The three-hour concert was a joyous celebration of the life and music of Bishop Hawkins, who died on July 11 at his home in Ripon, California, after a two-year battle with pancreatic cancer. The Oakland-born minister and gospel music star was sixty-one.

Thousands had waited in line for hours outside the theater last Thursday, some having camped out over night, for two thousand tickets to the free concert. Distribution began at noon. By 1:30 p.m., all had been given away. Many left disappointed, and by the day of the show, tickets were going for as much four hundred dollars on eBay.

Those lucky enough to get into the Paramount witnessed one of the greatest gospel concerts ever performed in Oakland - or anywhere, for that matter. Among the singers who performed Bishop Hawkins' songs were Karen Clark Sheard, Donnie McClurkin, Melvin Williams, Ledisi, Byron Cage, Vanessa Bell Armstrong, and Bishop Hawkins' older brother Edwin. Marvin Winans and his brother BeBe joined forces with Erica and Tina Campbell of Mary Mary to sing "What Is This." Jonathan DuBose, the Hawkins family's guitarist of choice, offered an instrumental reggae rendition of "Going Up Yonder." Both Yolanda Adams and Daryl Coley were backstage, but were unable to perform because the concert was running behind schedule.

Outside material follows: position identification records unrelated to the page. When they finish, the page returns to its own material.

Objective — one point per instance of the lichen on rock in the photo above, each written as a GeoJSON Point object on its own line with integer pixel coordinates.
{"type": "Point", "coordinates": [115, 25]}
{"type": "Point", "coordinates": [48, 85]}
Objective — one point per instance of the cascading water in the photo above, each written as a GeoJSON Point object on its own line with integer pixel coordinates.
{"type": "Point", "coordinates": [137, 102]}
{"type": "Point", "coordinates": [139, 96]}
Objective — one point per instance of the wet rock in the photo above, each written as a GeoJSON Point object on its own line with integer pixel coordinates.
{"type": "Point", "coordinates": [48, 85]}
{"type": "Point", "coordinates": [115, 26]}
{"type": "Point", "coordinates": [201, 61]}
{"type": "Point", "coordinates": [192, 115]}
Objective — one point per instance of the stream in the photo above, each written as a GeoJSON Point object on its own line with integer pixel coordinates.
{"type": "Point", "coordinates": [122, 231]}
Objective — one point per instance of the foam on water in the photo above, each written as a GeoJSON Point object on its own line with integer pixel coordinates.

For many, the highlight of the evening was the two songs - "He's That Kind of Friend" and "Changed" - delivered in soaring soprano tones by Bishop Hawkins' former wife Tramaine. Before singing, she addressed their two adult children, Jamie and Tristan: "In case you didn't know it, your dad was a writer for the ages."

More than a hundred sixty preachers from across the country flew in for the concert and for the next day's funeral service, also at the Paramount. They included Reverend Jesse Jackson and Bishop Carlton Pearson, both of whom spoke at the service.

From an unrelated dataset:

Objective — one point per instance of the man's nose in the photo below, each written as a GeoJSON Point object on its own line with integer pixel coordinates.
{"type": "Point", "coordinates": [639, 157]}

During his eulogy --to the surprise of many in attendance, probably including Jamie Hawkins himself - Bishop Kenneth H. Moales Sr. of Bridgeport, Connecticut, anointed Walter's only son to be his father's successor at Love Center. "You're not ready yet," he said while rubbing oil on Jamie's shaved head. "God will see what you do. All the things you didn't understand is gonna come over ya' now."

Among letters read aloud during the service was one from President Barack Obama. It said in part, "We are constantly reminded of the abiding truth that each of us has the power to create a better world for ourselves and our children when we do God's work here on earth. Bishop Hawkins touched countless lives, and he will be sorely missed by all who knew and loved him."

Portions of Tuesday's concert will be broadcast at 5 p.m. Sunday on the GMC cable network.